Sie sind hier: Startseite Projekte Abgeschlossene Projekte Pharmacoepi

Pharmacoepi

Analyse von komplexen Fall-Kontroll Studien in der Pharmakoepidemiologie

Förderung: gefördert als Teilprojekt der FOR 534 bis April 2007

Projektleiter: Prof. Dr. Martin Schumacher (IMBI)

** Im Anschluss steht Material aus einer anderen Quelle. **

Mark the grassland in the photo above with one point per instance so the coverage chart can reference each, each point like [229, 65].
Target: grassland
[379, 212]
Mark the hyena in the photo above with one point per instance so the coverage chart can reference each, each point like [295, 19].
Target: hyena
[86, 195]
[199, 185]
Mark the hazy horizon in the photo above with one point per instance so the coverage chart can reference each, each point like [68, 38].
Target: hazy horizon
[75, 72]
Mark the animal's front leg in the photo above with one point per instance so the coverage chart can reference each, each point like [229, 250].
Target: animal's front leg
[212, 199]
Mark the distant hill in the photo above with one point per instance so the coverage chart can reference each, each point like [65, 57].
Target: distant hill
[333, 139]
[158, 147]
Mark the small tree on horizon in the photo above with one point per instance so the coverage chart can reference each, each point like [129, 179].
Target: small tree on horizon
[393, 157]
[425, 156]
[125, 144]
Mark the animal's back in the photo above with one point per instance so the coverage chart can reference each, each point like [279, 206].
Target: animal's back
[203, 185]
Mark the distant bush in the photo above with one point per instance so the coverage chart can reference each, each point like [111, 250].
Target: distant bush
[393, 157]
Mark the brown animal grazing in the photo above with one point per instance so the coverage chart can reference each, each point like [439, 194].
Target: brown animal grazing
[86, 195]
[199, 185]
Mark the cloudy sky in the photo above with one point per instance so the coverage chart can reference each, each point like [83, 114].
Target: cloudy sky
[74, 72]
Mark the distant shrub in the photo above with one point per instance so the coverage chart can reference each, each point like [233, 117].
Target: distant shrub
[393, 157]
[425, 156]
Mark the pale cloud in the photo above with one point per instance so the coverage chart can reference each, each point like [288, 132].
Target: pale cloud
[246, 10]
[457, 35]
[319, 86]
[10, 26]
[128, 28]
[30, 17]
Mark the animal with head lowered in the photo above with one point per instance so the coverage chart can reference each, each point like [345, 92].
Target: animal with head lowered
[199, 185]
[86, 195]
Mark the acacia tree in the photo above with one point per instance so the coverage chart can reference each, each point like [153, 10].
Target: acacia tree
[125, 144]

Mitarbeiter: Prof. Dr. Martin Schumacher (IMBI), Peggy Sekula (IMBI)

 

Beschreibung

Schwere Hautreaktionen wie Stevens-Johnson-Syndrome (SJS) und toxisch epidermal Nekrolyse (TEN) sind seltene, aber lebensbedrohliche Erkrankungen, die hauptsächlich von Medikamenten verursacht werden. Im Moment wird eine Vielzahl von Medikamenten verdächtigt. Für die Beurteilung der Risiken wurden zwei internationale Fall-Kontroll-Studien (SCAR 1989-1995 und EuroSCAR1997-2001) ausgeführt. Da die Pathophysiologie als auch weitere Risikofaktoren von SJS und TEN größtenteils unbekannt sind, wurde eine dritte internationale Fall-Kontroll-Studie (RegiSCAR) mit finanzieller Unterstützung der EU ausgeführt. Der Fokus dieser Studie liegt auf genetischen und immunologischen Fragestellungen. Zu diesem Zweck wurden biologische Proben von Fällen und Kontrollen zentral eingelagert. Obwohl die Fragestellung nach den auslösenden Medikamenten noch aktuell ist, können allerdings die eingeschlossen Kontrollen in RegiSCAR dafür nicht herangezogen werden. Die Rekrutierung von Fällen und Kontrollen für diese Studie ist bereits abgeschlossen.
In diesem Projekt stehen die methodischen Probleme bei der Analyse solcher komplexen Studien im Mittelpunkt. Dies schließt umsichtige Modellbildung bei den Fall-Kontroll-Studien SCAR und EuroSCAR als auch der Fallserie RegiSCAR mit ein, um mögliche Medikamente zu identifizieren. Für die Analyse der Fallserie wird die case-crossover Methode eingehender untersucht und für die zugrunde liegende Situation unter Berücksichtigung zeitabhängiger Effekte angepasst. Außerdem wird der Nutzen von externen Informationsquellen für die Analyse von Fallserien geprüft. Schließlich werden hoch-dimensionale genetische Daten analysiert, um weitere Risikofaktoren zu erkennen. Dazu werden neuere Methoden angepasst, die die Korrelationsstruktur dieser Daten und die Stärke des Effektes mit berücksichtigen.